The Real Reason Jack McCoy Wins So Many Cases In Law & Order

In February, after being off the air for over a decade, "Law & Order" returned to much fanfare. The series, which follows detectives and lawyers as they seek justice in complex cases in New York City, first premiered in 1990 and concluded its first run in 2010, per Variety. When the show was canceled in 2010, millions of loyal fans were heartbroken and angry to part ways with the show after its 20-year tenure. "I've been thinking about 'Law & Order' coming back since the day it was canceled," Dick Wolf told Variety. "There's no better time than now to bring the show back. There are very few things in life that are literally dreams come true. 'Law & Order' returning is mine."
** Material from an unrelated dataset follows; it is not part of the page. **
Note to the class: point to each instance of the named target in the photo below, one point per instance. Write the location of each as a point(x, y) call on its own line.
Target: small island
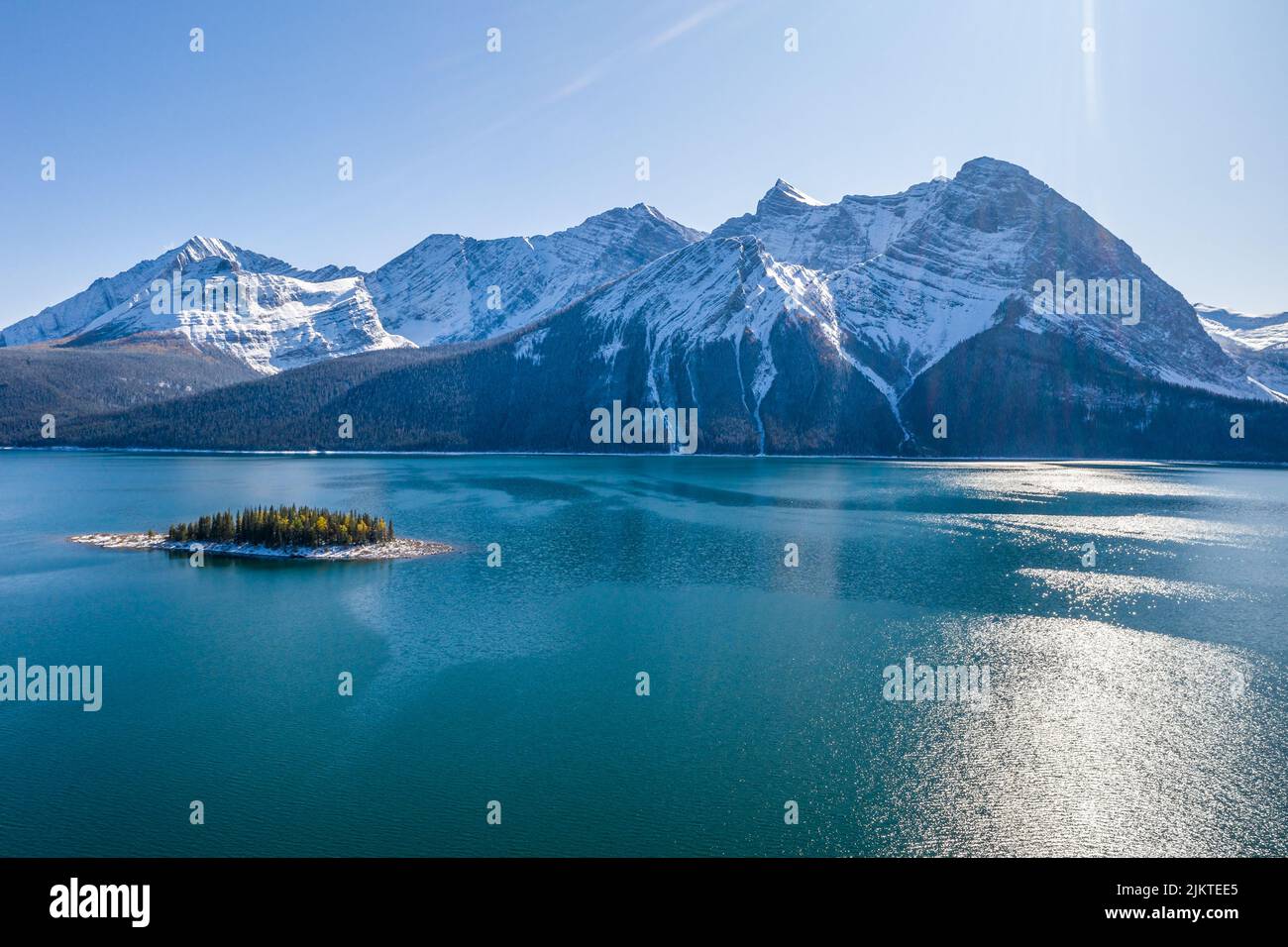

From Season 5 to Season 20, Sam Waterston portrayed one of the most popular characters on the series — District Attorney Jack McCoy. In the show's revival, Waterston returns as the beloved district attorney with an impeccable case record. "Since day one, Sam has had perfect pitch when it comes to Jack McCoy as a character who both reflects and expands our ability to understand the law," Wolf told Deadline. "He is the ultimate conscience of the show and I look forward to him emulating the career of New York District Attorney Robert Morgenthau, who served until he was 90."

In honor of McCoy's recent return, we are examining why it is that the fictional district attorney wins so many cases on "Law & Order."

McCoy wins so many cases on the show out of sheer earnestness

In 2012, Overthinking It analyzed the results of hundreds of court cases that played out over the course of 20 years on "Law & Order." According to the research conducted by Overthinking It, at least 80% of the episodes end in wins, whether that is through a guilty verdict, plea bargain, or victories of other kinds. As you might imagine, this percentage is far better than real-life court cases.

Many of these cases involved District Attorney Jack McCoy, portrayed by Sam Waterston, who possessed such earnestness and dogged nature that pursuing moral justice was always the first thing on his mind. In fact, this was so much the case throughout his time on the show that he would often bend the law to ensure that justice was served. In an article published in the ABA Journal, Waterston spoke about the reasons behind his character's many wins on "Law & Order." "McCoy as the assistant district attorney was the man who confronted the villains in court, the man who got the criminals to 'face the music,' who ultimately put the bad guys on the spot, where they couldn't lie their way out, and told us in his summations how to think about it," Waterston said in the article. "The action required of him each week neatly fit his nature: eager to confront, eager to win, usually insensitive about other opinions, until his nose is rubbed in them."